Hollywood came calling and he made a successful transition into English-language filmmaking with the Oscar-winning Sense and Sensibility (1995). The Ice Storm (1997) continued his hot streak, but Lee’s career hasn’t been spotless. Ride with the Devil (1999) was a stunning flop, losing nearly all of its 38 million budget. Lee tends to bounce back quickly after a failure, because Crouching Tiger, Hidden Dragon (2000) was a cultural phenomenon. There was genuine suspense at the Oscars that year as Crouching Tiger stood a good chance of winning Best Picture. Of course, as was expected, it had to settle for Best Foreign Language Film, while it would take another 20 years for Parasite to win both. Hulk came next and the anticipation was high considering how he literally (he did the motion capture for the Hulk) threw himself into the project. He jumped back in the saddle, literally, by once again directing another much-talked about cultural touchstone, Brokeback Mountain (2005). This was the most talked-about film of the year and it’s suspected that it was only through cultural bias and latent homophobia that it didn’t triumph over Crash at that year’s Oscars. Lee did win the first of his two Best Director Oscars. Sadly, his post Brokeback work has been spotty, at best. Lust, Caution (2007) caused a stir due to its NC-17 rating, but it was regarded as a bit of a slog. Taking Woodstock (2009) was a disappointment and Billy Lynn’s Long Halftime Walk (2016) suffered from a lackluster story and an unwieldly title. Of course, there’s Life of Pi (2012), a magical film for which he won his second Best Director Oscar, and yet does anyone talk about it? The only reason I remember it is because the film also won a cinematography Oscar, despite much of it being shot on green screen and in a sterile environment. That was an odd Oscar ceremony, with Ben Affleck’s Best Director snub allowing Lee to effectively snatch up the Oscar basically by default. Let’s just go ahead and skip past Gemini Man (2019), shall we?

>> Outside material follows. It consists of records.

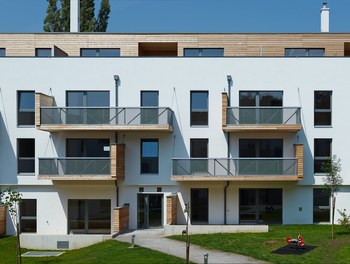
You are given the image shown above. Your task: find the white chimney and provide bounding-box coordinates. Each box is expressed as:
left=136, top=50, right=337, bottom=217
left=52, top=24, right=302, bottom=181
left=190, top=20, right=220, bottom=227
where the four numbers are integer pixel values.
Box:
left=321, top=2, right=329, bottom=32
left=70, top=0, right=80, bottom=32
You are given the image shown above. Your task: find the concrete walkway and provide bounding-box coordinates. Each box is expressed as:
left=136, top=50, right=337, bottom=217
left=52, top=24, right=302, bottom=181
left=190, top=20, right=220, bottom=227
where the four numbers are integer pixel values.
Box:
left=115, top=229, right=264, bottom=263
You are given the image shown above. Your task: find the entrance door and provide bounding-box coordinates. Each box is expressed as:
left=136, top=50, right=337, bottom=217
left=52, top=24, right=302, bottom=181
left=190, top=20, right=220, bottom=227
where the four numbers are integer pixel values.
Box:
left=137, top=194, right=163, bottom=228
left=190, top=188, right=209, bottom=224
left=239, top=189, right=282, bottom=224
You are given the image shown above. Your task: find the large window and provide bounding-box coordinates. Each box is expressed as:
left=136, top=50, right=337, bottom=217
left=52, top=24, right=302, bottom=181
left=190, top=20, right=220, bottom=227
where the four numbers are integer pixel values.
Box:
left=19, top=199, right=37, bottom=233
left=17, top=91, right=35, bottom=126
left=80, top=48, right=120, bottom=57
left=17, top=138, right=35, bottom=174
left=314, top=138, right=332, bottom=174
left=184, top=48, right=224, bottom=57
left=141, top=139, right=159, bottom=174
left=141, top=91, right=159, bottom=124
left=313, top=188, right=330, bottom=223
left=68, top=200, right=111, bottom=234
left=314, top=91, right=332, bottom=126
left=284, top=48, right=324, bottom=57
left=35, top=48, right=51, bottom=57
left=191, top=91, right=208, bottom=126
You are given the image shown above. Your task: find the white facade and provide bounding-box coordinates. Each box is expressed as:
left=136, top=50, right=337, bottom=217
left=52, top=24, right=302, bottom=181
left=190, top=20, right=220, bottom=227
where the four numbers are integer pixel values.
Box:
left=0, top=57, right=350, bottom=248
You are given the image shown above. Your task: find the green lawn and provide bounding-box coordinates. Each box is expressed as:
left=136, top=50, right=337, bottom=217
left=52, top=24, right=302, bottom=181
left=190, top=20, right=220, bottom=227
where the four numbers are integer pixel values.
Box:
left=171, top=225, right=350, bottom=264
left=0, top=236, right=184, bottom=264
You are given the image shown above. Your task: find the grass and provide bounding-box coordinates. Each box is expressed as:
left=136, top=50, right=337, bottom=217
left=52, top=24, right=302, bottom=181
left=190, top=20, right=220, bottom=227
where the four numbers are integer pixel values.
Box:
left=0, top=236, right=184, bottom=264
left=171, top=225, right=350, bottom=263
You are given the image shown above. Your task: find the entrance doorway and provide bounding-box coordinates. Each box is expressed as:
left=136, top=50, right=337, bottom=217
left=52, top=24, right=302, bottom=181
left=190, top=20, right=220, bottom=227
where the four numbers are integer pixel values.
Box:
left=137, top=193, right=163, bottom=228
left=239, top=189, right=282, bottom=224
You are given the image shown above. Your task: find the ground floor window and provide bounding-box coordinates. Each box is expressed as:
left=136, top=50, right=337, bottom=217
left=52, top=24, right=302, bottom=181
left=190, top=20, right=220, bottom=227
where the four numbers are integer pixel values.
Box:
left=239, top=189, right=282, bottom=224
left=19, top=199, right=37, bottom=233
left=68, top=200, right=111, bottom=234
left=313, top=188, right=331, bottom=223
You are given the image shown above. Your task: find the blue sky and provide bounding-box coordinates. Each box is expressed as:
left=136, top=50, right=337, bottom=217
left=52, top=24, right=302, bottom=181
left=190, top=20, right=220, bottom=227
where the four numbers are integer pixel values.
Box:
left=0, top=0, right=350, bottom=33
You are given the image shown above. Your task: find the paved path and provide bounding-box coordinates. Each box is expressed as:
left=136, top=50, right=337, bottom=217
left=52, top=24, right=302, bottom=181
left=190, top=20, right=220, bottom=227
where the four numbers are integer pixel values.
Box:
left=115, top=229, right=264, bottom=264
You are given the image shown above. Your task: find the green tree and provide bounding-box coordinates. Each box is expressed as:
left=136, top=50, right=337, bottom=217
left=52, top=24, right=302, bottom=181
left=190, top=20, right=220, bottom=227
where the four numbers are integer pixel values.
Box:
left=322, top=155, right=343, bottom=239
left=43, top=0, right=62, bottom=32
left=0, top=186, right=22, bottom=263
left=95, top=0, right=111, bottom=32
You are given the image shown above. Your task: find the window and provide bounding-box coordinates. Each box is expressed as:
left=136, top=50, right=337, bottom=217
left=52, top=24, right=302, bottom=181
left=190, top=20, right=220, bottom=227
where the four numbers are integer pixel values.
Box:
left=68, top=200, right=111, bottom=234
left=141, top=139, right=159, bottom=174
left=17, top=138, right=35, bottom=174
left=284, top=48, right=324, bottom=57
left=35, top=48, right=51, bottom=57
left=191, top=91, right=208, bottom=126
left=19, top=199, right=37, bottom=233
left=313, top=188, right=331, bottom=223
left=314, top=138, right=332, bottom=174
left=80, top=48, right=120, bottom=57
left=314, top=91, right=332, bottom=126
left=141, top=91, right=159, bottom=124
left=17, top=91, right=35, bottom=126
left=184, top=48, right=224, bottom=57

It’s the little touches which give Eat Drink Man Woman a distinctive quality and it slowly creeps up on you, subtly gaining poignancy through rich characterization. Snatches of moments, like Chu finding bras tangled up in the wash; a sleepy student drooling during Jia-Jen's lesson; Jia-Chien's boss calling his son an idiot; Shen Shen eating Chu’s leftover dumplings; a vindictive Jia-Jen blasting her stereo to drown out karaoke; Guo Lun showing Jia-Ning a picture of his grandmother; and Chu’s refusal of mountain tea, preferring water since he can’t taste it anyways. Thanks to Lee’s gentle touch, the film explores the very nature of family in a very real, yet episodic fashion. The film begins with Chu carefully preparing a sumptuous banquet for his children, while it concludes correctly with Jia-Chien assuming her desired role as “head chef” and providing a meal for her father, who now, finally, can taste again.